- Directed by: Ron Carlson
- Written by: Ron Carlson
- Produced by: Andrew Harwood
- Starring: Tom Arnold; Sean Astin; Rhys Coiro; Jake Busey; Leisha Hailey;
- Cinematography: Marc Carter
- Edited by: Eric Wing
- Music by: Edwin Wendler
- Production companies: August Heart Films Arctic Zebra Pictures
- Distributed by: Cinedigm
- Release dates: 10 October 2017 (Screamfest Horror Film Festival); 25 January 2019 (US);
- Running time: 90 minutes
- Country: United States
- Language: English

= Dead Ant =

Dead Ant (also titled Giant Killer Ants) is a 2017 American comedy horror film directed by Ron Carlson, starring Tom Arnold, Sean Astin, Rhys Coiro, Jake Busey, and Leisha Hailey.

==Plot==
The members of a heavy metal band have a chance to return to stardom when they are invited to Coachella.
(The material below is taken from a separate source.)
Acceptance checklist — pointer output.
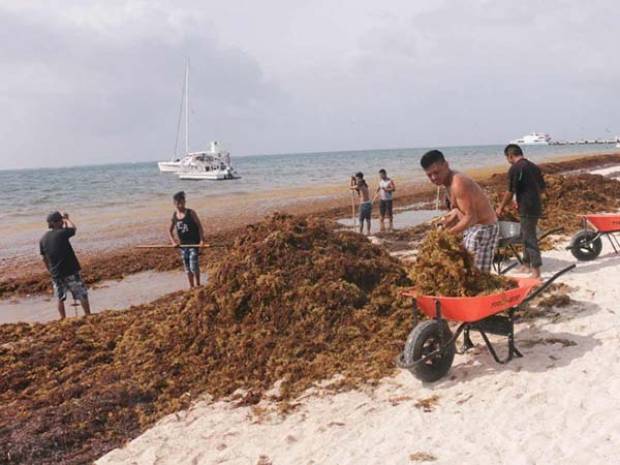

However, they get stranded in the desert and find themselves fighting for their lives against giant ants.

==Cast==
- Tom Arnold as Danny
- Sean Astin as Art
- Rhys Coiro as Pager
- Jake Busey as Merrick
- Leisha Hailey as Stevie
- Michael Horse as "Bigfoot"
- Danny Woodburn as "Firecracker"
- Cameron Richardson as "Love"
- Sydney Sweeney as Samantha "Sam"
- Joi Liaye as Lisa
- Cortney Palm as Candy
- Tristan Lake Leabu as Festival Victim
- Shevyn Roberts as Rock Star (uncredited)

==Release==
The film opened in limited theatres and was released to VOD on 25 January 2019.

==Reception==
Frank Scheck of The Hollywood Reporter called the film "the sort of effort that wears its cult movie aspirations so heavily on its sleeve that it they should bring back drive-in theaters to show it."

Noel Murray of the Los Angeles Times wrote that Carlson "does swiftly and skillfully move the story toward a surprisingly spectacular finish", while the cast "look like they're all having a ball", and called the film "unapologetically “low art” ... yet fun, in its own way."

Bobby LePire of Film Threat gave the film a score of 7/10 and wrote that while the film is "not quite the slam dunk it could be", that does not "deter from the sheer fun and energy of the production."

Nick Spacek of Starburst gave the film a score of 6/10 and wrote that the film's real appeal is "when the entirety of the cast and crew do their level best to make a solid film, despite budgetary limitations, rather than making excuses or shrugging things off."